Legambiente: l’abbattimento dei lupi è una decisione sbagliata che non risolverà il problema

[19 febbraio 2016]

Lupo

Una specifica azione del Piano di conservazione e gestione del lupo, redatto dall’Unione Zoologica Italiana, prevede che il Ministero dell’Ambiente autorizzi in deroga le Regioni a poter uccidere, legalmente, fino al 5% della popolazione stimata di lupi in Italia, ma Legambiente ribadisce che «La complessa situazione delle predazioni non si risolve però con l’abbattimento di 60 esemplari di lupo».

Angelo Gentili, della segreteria nazionale del Cigno Verde, conferma: «Siamo contrari alla deroga che permetterebbe l’abbattimento del lupo perché così facendo si mettono in dubbio anni di buone pratiche e di impegno sul tema della prevenzione del conflitto, di cui diversi territori sono stati esempio a livello europeo, di condivisione con gli allevatori e nel contrasto al bracconaggio. Da questo punto di vista è importante sottolineare i lupi uccisi illegalmente in Italia oscillano ogni anno tra il 10 e il 15% della popolazione totale. Significa circa 300 lupi l’anno, uno ogni 29 ore. Autorizzare ulteriori abbattimenti, questa volta legali, vorrebbe dire mettere a rischio lo stato di buona conservazione della specie senza assicurare il superamento delle vere cause di difficoltà degli allevatori. Invece di scegliere, infatti, come unica strada la scorciatoia dell’abbattimento, occorre individuare in stretto contatto con gli allevatori le azioni necessarie per far coesistere l’allevamento di qualità e il lupo, come ad esempio le recinzioni, i cani da guardianìa e gli indennizzi per i danni diretti e indiretti e la lotta al randagismo. A differenza dei lupi, infatti, i cani randagi non temono l’uomo perché lo conoscono e uccidono in maniera disordinata, mentre il lupo preda in maniera più selettiva».  
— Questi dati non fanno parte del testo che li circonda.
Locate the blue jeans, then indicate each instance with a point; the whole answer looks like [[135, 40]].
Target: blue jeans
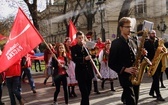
[[27, 71], [12, 84]]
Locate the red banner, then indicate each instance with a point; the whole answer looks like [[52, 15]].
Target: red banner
[[22, 39], [72, 33], [2, 37]]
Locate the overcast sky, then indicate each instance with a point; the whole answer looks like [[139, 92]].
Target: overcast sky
[[10, 7]]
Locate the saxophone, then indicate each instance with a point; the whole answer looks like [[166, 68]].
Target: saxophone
[[160, 55], [140, 63]]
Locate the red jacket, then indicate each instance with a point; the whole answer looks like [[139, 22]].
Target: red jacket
[[14, 70]]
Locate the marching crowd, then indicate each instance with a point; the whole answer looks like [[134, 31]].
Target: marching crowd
[[72, 66]]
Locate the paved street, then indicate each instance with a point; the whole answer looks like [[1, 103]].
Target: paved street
[[44, 95]]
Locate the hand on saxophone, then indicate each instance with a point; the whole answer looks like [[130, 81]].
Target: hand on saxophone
[[131, 70]]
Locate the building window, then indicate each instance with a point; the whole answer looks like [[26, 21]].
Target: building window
[[140, 8]]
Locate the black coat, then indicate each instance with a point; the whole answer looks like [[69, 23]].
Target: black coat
[[83, 68], [151, 47], [121, 56], [54, 64]]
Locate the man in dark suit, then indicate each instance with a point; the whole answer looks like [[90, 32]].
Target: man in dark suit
[[151, 45], [121, 59], [83, 69]]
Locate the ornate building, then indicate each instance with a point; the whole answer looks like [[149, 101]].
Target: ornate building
[[52, 19]]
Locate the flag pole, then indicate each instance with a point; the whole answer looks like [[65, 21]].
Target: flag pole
[[50, 50]]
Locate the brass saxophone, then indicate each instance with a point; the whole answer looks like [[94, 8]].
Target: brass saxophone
[[140, 63], [160, 55]]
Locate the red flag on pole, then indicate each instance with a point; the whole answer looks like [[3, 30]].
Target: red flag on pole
[[22, 39], [2, 37], [72, 33]]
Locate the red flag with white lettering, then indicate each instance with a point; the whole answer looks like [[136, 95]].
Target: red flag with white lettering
[[2, 37], [72, 33], [22, 39]]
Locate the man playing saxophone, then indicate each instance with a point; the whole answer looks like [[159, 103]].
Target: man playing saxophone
[[121, 59], [151, 46]]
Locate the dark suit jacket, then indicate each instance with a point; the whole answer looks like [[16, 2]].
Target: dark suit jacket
[[54, 64], [83, 68], [121, 56]]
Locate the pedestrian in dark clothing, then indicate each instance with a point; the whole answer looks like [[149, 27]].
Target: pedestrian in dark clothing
[[83, 69]]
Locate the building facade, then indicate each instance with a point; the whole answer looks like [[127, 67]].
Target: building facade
[[52, 19]]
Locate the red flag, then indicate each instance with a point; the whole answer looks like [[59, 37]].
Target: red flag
[[72, 33], [2, 37], [22, 39]]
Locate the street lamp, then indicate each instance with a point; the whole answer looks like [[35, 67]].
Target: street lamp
[[162, 27], [99, 3]]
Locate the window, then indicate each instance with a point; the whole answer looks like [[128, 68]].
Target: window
[[140, 8]]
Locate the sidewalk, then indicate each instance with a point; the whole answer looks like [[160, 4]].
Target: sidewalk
[[44, 95]]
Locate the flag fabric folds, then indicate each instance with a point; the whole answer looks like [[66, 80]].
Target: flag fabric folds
[[22, 39], [72, 33]]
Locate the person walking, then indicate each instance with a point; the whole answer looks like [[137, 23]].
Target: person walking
[[83, 69], [151, 46], [13, 74], [121, 59], [60, 75], [26, 68], [72, 82], [106, 72], [48, 67], [37, 62]]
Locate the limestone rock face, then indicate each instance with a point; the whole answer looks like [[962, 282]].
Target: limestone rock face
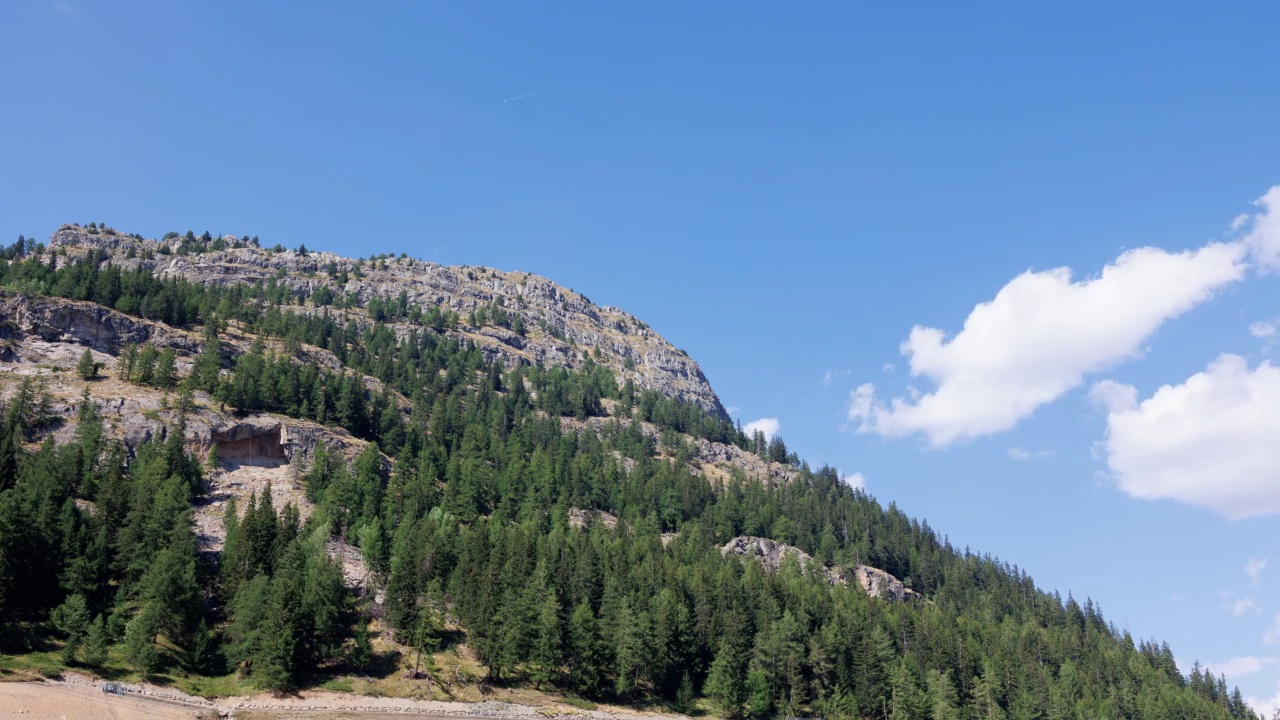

Gli ambientalisti ricordano che «Il lupo è un animale protetto proprio perché considerato specie a rischio estinzione, e rappresenta tra l’altro l’unico predatore degli ungulati selvatici presenti in modo sempre più significativo».

Secondo Legambiente le strade da percorrere sono altre: «Oltre a prevedere indennizzi per danni diretti e indiretti occorre moltiplicare le catture di ibridi e canidi e al tempo stesso ridurre sensibilmente il randagismo canino moltiplicando le azioni per una campagna efficace contro l’abbandono, favorendo la sterilizzazione, il possesso responsabile del cane e l’adozione dei cani abbandonati».